Minneapolis to pay 20 million dollars to family of 911 caller killed by police
Noor testified that he fired to protect them from a perceived threat.
The city of Minneapolis will pay 20 million US dollars (£15 million) to the family of an unarmed woman fatally shot by a police officer when she approached his squad car after calling 911 to report a possible crime.
Mayor Jacob Frey and City Council members detailed the settlement just three days after a jury convicted Mohamed Noor of murder and manslaughter in the 2017 death of Justine Ruszczyk Damond.
The dual citizen of the US and Australia had called 911 to summon officers in the middle of the night to a possible rape in the alley behind her house.
Noor and his partner were rolling down the alley in a police SUV when they say they were startled by a loud bang on the vehicle.
Noor testified that he fired to protect them from a perceived threat.
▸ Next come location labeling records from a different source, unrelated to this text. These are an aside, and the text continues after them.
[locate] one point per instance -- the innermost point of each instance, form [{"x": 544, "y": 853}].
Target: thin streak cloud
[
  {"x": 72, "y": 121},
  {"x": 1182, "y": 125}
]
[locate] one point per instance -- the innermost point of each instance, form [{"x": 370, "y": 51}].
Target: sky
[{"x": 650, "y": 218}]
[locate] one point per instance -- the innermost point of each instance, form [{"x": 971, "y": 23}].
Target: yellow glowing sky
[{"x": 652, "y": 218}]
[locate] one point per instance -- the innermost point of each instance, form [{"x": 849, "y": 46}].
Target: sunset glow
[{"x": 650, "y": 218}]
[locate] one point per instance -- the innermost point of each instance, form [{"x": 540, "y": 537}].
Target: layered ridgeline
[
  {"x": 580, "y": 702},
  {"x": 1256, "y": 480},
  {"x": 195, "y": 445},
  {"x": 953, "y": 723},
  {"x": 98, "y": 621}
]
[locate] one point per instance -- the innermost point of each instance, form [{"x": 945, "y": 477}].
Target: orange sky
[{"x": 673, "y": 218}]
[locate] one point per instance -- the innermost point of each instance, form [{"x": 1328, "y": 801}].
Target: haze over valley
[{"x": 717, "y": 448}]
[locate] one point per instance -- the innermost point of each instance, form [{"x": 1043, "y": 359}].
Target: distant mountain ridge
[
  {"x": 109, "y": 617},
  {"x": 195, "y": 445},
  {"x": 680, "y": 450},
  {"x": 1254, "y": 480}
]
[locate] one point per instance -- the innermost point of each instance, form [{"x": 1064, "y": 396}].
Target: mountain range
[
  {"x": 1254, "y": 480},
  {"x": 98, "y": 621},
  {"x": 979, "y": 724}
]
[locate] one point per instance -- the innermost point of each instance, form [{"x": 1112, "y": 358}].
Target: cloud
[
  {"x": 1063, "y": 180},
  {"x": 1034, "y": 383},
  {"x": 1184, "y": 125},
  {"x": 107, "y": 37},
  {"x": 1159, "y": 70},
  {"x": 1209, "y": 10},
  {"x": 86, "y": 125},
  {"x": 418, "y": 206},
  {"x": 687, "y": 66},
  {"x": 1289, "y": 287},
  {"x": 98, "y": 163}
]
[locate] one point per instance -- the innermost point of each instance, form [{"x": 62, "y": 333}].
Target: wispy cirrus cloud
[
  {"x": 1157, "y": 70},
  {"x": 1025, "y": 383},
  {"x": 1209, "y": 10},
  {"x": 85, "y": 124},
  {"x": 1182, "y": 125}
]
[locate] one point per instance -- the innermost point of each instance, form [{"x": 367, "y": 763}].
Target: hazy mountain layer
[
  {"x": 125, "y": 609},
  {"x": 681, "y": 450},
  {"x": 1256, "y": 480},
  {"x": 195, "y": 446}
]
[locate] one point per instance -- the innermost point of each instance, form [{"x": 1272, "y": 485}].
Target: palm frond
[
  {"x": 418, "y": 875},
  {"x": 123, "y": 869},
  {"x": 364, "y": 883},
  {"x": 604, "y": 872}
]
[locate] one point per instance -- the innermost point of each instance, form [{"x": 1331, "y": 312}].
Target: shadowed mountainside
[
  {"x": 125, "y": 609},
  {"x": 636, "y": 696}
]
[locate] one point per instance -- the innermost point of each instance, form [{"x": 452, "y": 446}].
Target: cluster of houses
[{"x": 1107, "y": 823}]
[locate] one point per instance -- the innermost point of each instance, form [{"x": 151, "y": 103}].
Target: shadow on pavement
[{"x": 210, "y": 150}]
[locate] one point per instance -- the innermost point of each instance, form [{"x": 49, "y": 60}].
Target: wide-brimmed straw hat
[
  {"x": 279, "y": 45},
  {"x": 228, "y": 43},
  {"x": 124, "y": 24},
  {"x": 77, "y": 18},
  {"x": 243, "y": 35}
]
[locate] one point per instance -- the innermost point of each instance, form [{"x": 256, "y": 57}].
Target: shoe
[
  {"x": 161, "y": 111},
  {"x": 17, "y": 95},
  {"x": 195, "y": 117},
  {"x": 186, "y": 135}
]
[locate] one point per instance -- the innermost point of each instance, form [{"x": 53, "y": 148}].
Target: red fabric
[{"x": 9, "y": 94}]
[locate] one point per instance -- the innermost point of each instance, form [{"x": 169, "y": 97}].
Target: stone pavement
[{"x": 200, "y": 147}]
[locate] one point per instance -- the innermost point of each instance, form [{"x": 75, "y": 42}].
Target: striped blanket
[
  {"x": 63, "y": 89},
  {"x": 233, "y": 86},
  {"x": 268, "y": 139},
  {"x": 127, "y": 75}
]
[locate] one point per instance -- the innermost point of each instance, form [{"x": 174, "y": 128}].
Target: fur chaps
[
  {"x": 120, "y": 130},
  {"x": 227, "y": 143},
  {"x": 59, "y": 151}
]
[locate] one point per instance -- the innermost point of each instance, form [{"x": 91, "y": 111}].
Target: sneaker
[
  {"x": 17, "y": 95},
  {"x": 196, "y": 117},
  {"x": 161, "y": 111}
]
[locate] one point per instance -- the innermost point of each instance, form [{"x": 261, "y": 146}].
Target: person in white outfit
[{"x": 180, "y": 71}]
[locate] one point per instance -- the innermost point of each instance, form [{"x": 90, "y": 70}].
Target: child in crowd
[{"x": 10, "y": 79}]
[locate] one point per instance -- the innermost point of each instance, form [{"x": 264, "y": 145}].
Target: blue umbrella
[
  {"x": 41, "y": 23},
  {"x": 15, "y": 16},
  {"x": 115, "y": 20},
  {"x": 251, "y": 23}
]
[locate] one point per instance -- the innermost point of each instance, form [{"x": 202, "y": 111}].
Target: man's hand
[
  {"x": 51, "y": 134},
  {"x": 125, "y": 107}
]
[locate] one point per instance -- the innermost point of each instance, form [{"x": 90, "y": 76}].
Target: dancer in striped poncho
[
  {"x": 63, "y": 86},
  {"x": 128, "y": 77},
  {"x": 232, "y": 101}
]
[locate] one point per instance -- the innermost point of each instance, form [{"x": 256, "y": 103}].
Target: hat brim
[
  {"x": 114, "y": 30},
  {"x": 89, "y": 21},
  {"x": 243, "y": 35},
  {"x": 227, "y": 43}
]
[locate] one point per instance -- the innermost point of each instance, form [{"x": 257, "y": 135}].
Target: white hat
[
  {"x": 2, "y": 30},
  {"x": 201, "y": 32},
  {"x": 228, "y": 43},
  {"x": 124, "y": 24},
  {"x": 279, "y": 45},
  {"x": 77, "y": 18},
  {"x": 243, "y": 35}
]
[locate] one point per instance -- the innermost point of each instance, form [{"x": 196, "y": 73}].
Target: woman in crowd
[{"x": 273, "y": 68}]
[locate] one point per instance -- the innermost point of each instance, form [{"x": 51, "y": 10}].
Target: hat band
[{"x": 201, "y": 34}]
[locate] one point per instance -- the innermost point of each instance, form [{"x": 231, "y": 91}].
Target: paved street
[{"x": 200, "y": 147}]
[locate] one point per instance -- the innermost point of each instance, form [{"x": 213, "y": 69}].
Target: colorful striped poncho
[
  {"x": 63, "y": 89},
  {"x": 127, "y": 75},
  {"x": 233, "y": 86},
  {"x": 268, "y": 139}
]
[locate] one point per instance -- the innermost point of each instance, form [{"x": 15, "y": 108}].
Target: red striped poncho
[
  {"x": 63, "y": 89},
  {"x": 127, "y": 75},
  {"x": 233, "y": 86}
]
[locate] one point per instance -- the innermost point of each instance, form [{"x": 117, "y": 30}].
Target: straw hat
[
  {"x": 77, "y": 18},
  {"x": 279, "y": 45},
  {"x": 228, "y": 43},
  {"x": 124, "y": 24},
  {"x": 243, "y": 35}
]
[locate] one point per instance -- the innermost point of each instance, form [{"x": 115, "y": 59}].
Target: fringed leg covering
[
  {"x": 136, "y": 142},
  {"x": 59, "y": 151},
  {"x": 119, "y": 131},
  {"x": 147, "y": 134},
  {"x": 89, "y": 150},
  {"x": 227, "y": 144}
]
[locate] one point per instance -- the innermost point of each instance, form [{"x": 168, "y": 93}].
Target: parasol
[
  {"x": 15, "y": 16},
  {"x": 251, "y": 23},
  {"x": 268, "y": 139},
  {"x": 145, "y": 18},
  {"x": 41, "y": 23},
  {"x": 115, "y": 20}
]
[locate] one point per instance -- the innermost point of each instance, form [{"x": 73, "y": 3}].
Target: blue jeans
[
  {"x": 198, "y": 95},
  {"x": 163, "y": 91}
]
Jurors took about 11 hours to reach a verdict after hearing three weeks of testimony.
Ms Damond’s family had filed a lawsuit seeking more than 50 million US dollars (£38 million), alleging that her civil rights were violated.
Mr Frey said the city moved quickly to settle in part due to Noor’s conviction for third-degree murder, as well as the officer’s failure to identify a threat before he used force.
“This is not a victory for anyone, but rather a way for our city to move forward,” he said.
The settlement calls for Ms Damond’s family to donate two million dollars to a local foundation’s fund aimed at addressing gun violence.
The death of Ms Damond, 40, came a month before she was due to marry.
Noor, 33, who had trained to become a police officer in a mid-career switch, was fired after he was charged.
He is in custody awaiting sentencing in June. Sentencing guidelines call for as many as 15 years in prison on the murder charge, though judges can depart from the guidelines.